Calculating Therapeutic Compliance
An Ethnographic Account of Numerical Inference and Interference in Mobile Health Care
Abstract
This article discusses calculation practices in the development of a monitoring device, aimed at improving therapeutic compliance of children and teenagers suffering from a deformation of the spine. In managing the complexities of physical parameters, therapeutic measures and interventions in every day life, numbers are central participants in inferring from and interfering into bodies and behaviours. Numbers are input and output of such monitoring systems, translating, circulating and visualizing body conditions, therapeutic effects and suggesting action.
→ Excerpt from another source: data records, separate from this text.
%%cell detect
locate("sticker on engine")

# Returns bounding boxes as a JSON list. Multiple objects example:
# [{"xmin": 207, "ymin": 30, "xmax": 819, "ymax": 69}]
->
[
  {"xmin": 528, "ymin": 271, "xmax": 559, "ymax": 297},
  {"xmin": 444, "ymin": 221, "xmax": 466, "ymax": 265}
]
At the core of this generative process of capturing and interpreting data are algorithms as common participants of managing the complexities of vast amounts of data and providing the basis for interference in people’s lives. They process data and provide seemingly unambiguous numerical outcome, based on mathematical-technological processing of information. Attending to the incremental process of “learning algorithms” as central part of the system’s development allows me to describe the robustness of certain modes of inference. Beyond using the specific case as an exemplary for computer-based numerical inference and interference, the article is an attempt to probe and complement two theoretical approaches to the numerical management of complexity: Helen Verran’s focus on numbers’ performative properties and the potential tensions arising from divergent numerical orderings; and Paul Kockelman’s sieving of inferential and indexical chains along the generation of meaning and ontological transformativities.